PSY-18: A Comment on Fake News

Primary Mentor: Elise Duffau

Faculty Advisor: Dr. Jean E. Fox Tree

Number of Interns: 3

The mentor is investigating what linguistic features are used to indicate hyper-partisan news. In other words, what flags certain speech or writing as hyper partisan. The mentor will test these linguistic features through manipulation of reddit comments and determine which correlate with the perception of highly polarized political speech.

Sociology

SOC-01: Black Community-Based Education Curriculum

Primary Mentor: Theresa Hice-Fromille

Faculty Advisor: Dr. Rebecca London

Number of Interns: 5

Black community-based education spaces prioritize Black youth thriving. But what is a community-based education curriculum? How do Black community-based organizations build their curriculum and publicize their values, and to what ends? How does Black community-based education curriculum bring together local and global issues pertaining to race, gender, and youth? In this project, the mentor and interns will examine curriculum content in the form of fundraising material, public presentations, video and photographic documentation, art, and written narratives to determine (1) the curriculum produced by a Baltimore-based organization and (2) the ways in which the curriculum advances the organizations’ purported goals. This research utilizes concepts from sociology, feminist studies, critical race/ethnic studies, and education.

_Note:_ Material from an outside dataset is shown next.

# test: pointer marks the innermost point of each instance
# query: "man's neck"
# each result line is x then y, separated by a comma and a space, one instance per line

SOC-02: Mobilities (Migration and Higher Education), Gender, and Sexuality

Primary Mentor: Michelle Parra

Faculty Advisor: Dr. Julie Bettie

Number of interns: 4

How does pursuing mobility via migration and higher education shape US Latinas’ own gender and sexual identities as well as generational negotiations of gender and sexuality? Previous research finds that both migrating and attending college can shape people’s gender and sexual beliefs and behaviors. Scholars also note that undergoing a substantial mobility experience, such as migrating, can shape how Latinas employ generational negotiations of gender and sexuality. Less is known about how another mobility path, going to college, shapes the generational negotiations Latinas employ of these social forces. Hence, this project utilizes sociology, feminist studies, ethnic studies, and queer theory to examine how Latinas’ migratory and college-going experiences shape their own gender and sexualities and generational negotiations of these social forces within the family.

SOC-03: Latina Rural Girlhoods in the United States

Primary Mentor: Roxanna Villalobos

Faculty Advisor: Dr. Julie Bettie

Number of Interns: 4

Drawing from my own background, my dissertation project, “Latina Rural Girlhoods in the United States,” investigates the intersectional subject-formation and varied forms of mobility—economic, social, cultural, and spatial—of Latina girls that live in California’s rural Central Valley and have direct ties to region’s agricultural sector. The intervention promised by this research is to understand and shed light on racialized rural girlhood, an experience that largely remains understudied in the context of the U.S. This project asks 1) How does a rural region with a sizeable Latinx immigrant majority produce Latina girls’ gender, racial, class, and immigrant subjectivities? 2) How does growing up in poor rural communities of color impact Latina girls’ life trajectories and their opportunities for different types of upward mobility? Through this research, I employ a transnational feminist approach to examine how discourses of rural girlhood reveal nation-making projects of modernity, imperialism, and settler-colonialism, seeking to understand how rural girls of color in the U.S. navigate these discourses in their place-making practices and spatial mobility trajectories. Through my research, I aspire to uplift, understand, and learn from rural women and girls of color all over the world. I draw from literature in Latinx sociology, critical girlhood studies, rural feminisms, and feminist geographies to trace social formations of rural girlhood along transnational, national, and regional contexts.